The Cathedral and Collegiate Church of St Saviour and St Mary Overie stands at the oldest crossing-point of the River Thames at what was for many centuries the only entrance to the City of London situated across the river. A verbal tradition passed on to the Elizabethan historian John Stow suggests that the first Christian establishment was a community of nuns in the 7th century, but the first written reference is the mention of a 'minster' in the Domesday Book of 1086.

A Priory

In 1106 the church was 're-founded' by two Norman knights as a priory, whose members lived according to the rule of St Augustine of Hippo. The church was dedicated to St Mary and later known as St Mary Overie ('over the river'). The Augustinian Canons created a hospital alongside the church; this was the direct predecessor of today's St Thomas's Hospital opposite the Houses of Parliament and originally named in honour of St Thomas Becket who was martyred at Canterbury in 1170.

During the building’s life as St Mary Overie, the priory was under the control of the Diocese of Winchester which meant that many of the powerful Bishops of Winchester were involved in shaping the building and what happened in it. Several bishops oversaw different phases of building that shaped the cathedral that we see today. It was through Cardinal Beaufort, the rebuilder of the south transept, that the building was witness to its only Royal Wedding when Beaufort’s niece Joan married King James I of Scotland, in 1423.

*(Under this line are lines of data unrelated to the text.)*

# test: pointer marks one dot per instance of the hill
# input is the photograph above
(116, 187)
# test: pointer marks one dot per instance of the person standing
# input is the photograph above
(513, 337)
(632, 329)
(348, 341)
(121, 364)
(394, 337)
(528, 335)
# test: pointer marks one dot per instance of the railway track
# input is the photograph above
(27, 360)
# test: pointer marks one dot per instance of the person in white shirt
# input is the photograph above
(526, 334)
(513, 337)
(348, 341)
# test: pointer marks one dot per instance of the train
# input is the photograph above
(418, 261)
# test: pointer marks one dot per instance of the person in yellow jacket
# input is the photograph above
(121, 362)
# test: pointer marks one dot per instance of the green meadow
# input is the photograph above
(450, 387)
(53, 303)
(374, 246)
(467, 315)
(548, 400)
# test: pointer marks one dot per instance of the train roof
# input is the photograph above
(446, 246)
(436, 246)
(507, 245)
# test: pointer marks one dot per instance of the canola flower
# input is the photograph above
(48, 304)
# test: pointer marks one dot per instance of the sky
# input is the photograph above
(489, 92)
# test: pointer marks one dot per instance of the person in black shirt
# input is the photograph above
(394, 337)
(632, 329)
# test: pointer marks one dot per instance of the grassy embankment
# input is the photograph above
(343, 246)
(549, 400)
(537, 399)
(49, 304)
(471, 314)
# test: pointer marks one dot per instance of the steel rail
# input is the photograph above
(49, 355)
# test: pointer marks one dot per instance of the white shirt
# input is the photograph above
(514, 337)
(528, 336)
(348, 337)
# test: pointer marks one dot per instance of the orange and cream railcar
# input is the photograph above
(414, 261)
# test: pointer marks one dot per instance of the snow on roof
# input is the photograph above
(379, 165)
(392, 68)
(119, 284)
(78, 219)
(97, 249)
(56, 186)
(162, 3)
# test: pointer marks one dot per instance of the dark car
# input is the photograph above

John Gower (C) Southwark CathedralPerhaps the most famous resident of the priory was the court poet John Gower who lived there at the start of the 15th century. He was a friend of Chaucer who was famous for The Canterbury Tales which begins in Southwark. Gower died at the priory and left a large part of his money to St Mary Overie. His beautiful tomb can be found in the nave of the Cathedral.


A Parish Church

At the Dissolution of the Monasteries in 1539, the last six canons were pensioned off although they continued to live in buildings north of the church. The church itself became the property of King Henry VIII who rented it to the congregation. It was re-named St Saviour's, though the old name remained in popular usage for many years.

St Saviours

Tired of renting from the King, a group of merchants from the congregation, known as 'the Bargainers', bought the church from King James I in 1611 for £800. It was during this time that the church became the stage for many of those involved in the theatres of Shakespeare’s day. Actors, dramatists and theatre workers such as Edmond Shakespeare (William’s brother), John Fletcher and Philip Henslowe were all buried in the building. 

It was during this period, that Lancelot Andrewes became the only Bishop of Winchester to be buried in the Cathedral in 1626. He was involved with overseeing the translation of the King James Bible and his tomb can be found by the High Altar.

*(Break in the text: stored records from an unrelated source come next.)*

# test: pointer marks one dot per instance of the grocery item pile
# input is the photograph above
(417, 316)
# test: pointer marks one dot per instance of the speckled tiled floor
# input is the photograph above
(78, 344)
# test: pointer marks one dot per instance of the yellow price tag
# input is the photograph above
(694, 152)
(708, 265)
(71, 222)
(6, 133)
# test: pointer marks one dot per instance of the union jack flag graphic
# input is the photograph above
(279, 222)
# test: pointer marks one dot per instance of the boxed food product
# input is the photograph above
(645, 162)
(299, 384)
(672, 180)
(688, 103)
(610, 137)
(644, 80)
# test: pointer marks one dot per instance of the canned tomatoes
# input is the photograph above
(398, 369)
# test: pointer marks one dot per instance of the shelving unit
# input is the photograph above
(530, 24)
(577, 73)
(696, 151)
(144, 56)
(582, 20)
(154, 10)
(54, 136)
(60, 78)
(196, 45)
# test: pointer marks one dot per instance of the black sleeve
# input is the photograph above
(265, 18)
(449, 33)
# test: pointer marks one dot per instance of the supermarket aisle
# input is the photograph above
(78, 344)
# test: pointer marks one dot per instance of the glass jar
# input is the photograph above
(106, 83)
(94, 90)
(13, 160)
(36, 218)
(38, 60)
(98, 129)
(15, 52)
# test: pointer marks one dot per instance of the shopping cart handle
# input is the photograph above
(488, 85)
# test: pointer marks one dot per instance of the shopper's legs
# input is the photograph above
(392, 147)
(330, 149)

The church ministered to its parish throughout the 17th and 18th centuries and various repairs and alterations were made to the building. The state of the building became a real cause for concern in the 1820s. Already in need of further repairs, the whole situation of the building was affected by the proposals for a new London Bridge to be constructed much closer to the church. The Bridge Committee suggested that St Saviour's be demolished and a smaller church be built on another site. After much argument the decision was made to restore the building, and it was largely due to the architect George Gwilt that major parts of today's Cathedral are still standing.

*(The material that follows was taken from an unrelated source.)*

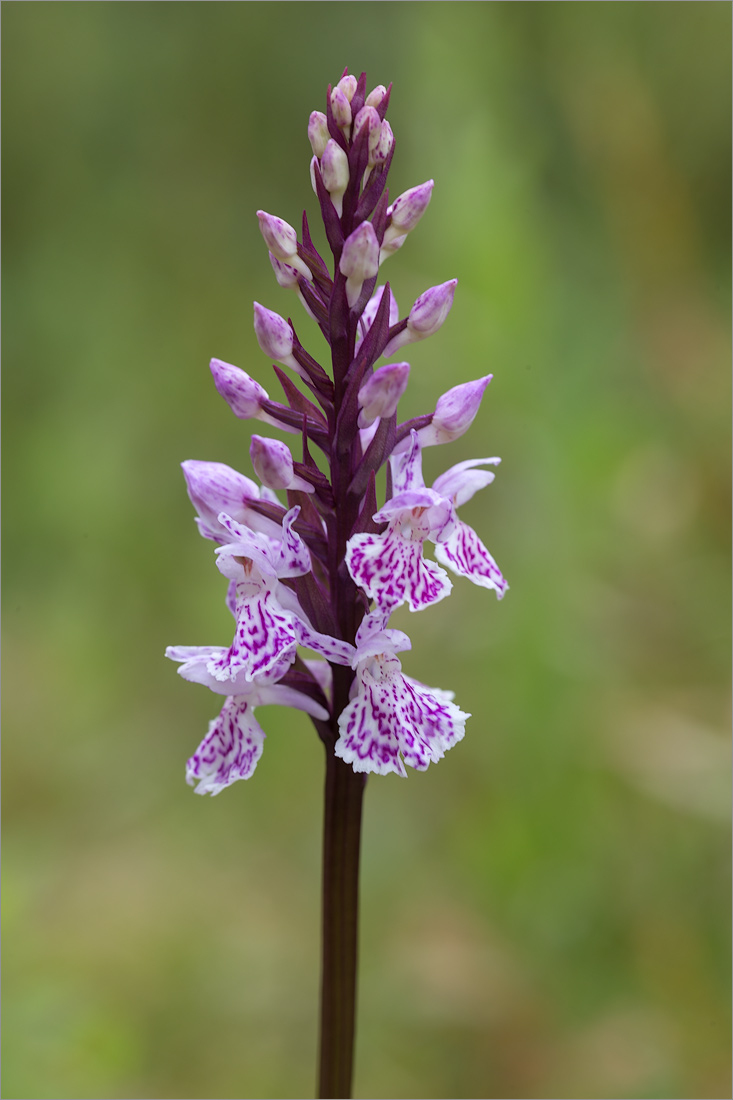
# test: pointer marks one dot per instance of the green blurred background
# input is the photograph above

By the mid-19th century, living and working conditions in south London were intolerable. They were depicted by novelist Charles Dickens in distressing detail and by Charles Booth's social researches with grim accuracy. It was proposed that a new diocese should be created and in anticipation for this a new nave was designed by Sir Arthur Blomfield in 1895.

A Cathedral

'The present building, doubtless, is a splendid church, much too large I think for a parish church, large enough and quite worthy, as to style, to be converted into a Cathedral, if the interior were re-arranged, and the galleries, the pews, the pulpit, the desk, and other obstructions were moved; but its situation is most unfortunate, and deplorable; it stands in a deep hole, surrounded closely on the north by high warehouses, on the south and west by a covered vegetable fruit market, and immense warehouese, and by an ugly railway in a tube, and on the east by the roadway to London Bridge, which is nearly half as high as the roof of the church'.

W J Meymott, 1881

Cathedral and Shard by Kelley Hall

St Saviour's Church became Southwark Cathedral in 1905. The diocese which it serves stretches from Kingston-upon-Thames in the west to Thamesmead in the east and Gatwick Airport in the south. It has a population of two-and-a-half million people, served by over 300 parishes.

In 2000, major extensions designed by Richard Griffiths were added north of the Cathedral; these provide meeting and conference rooms, a library, the Education Centre, the Shop and Refectory.

Now as a Cathedral, Southwark is once again (as in monastic days) a centre for a pattern of daily worship within the English Cathedral music tradition. It continues to serve the people of its parish and the diocese, to be a centre of teaching, of worship, prayer and pilgrimage and offers an open and inclusive welcome to all who come here.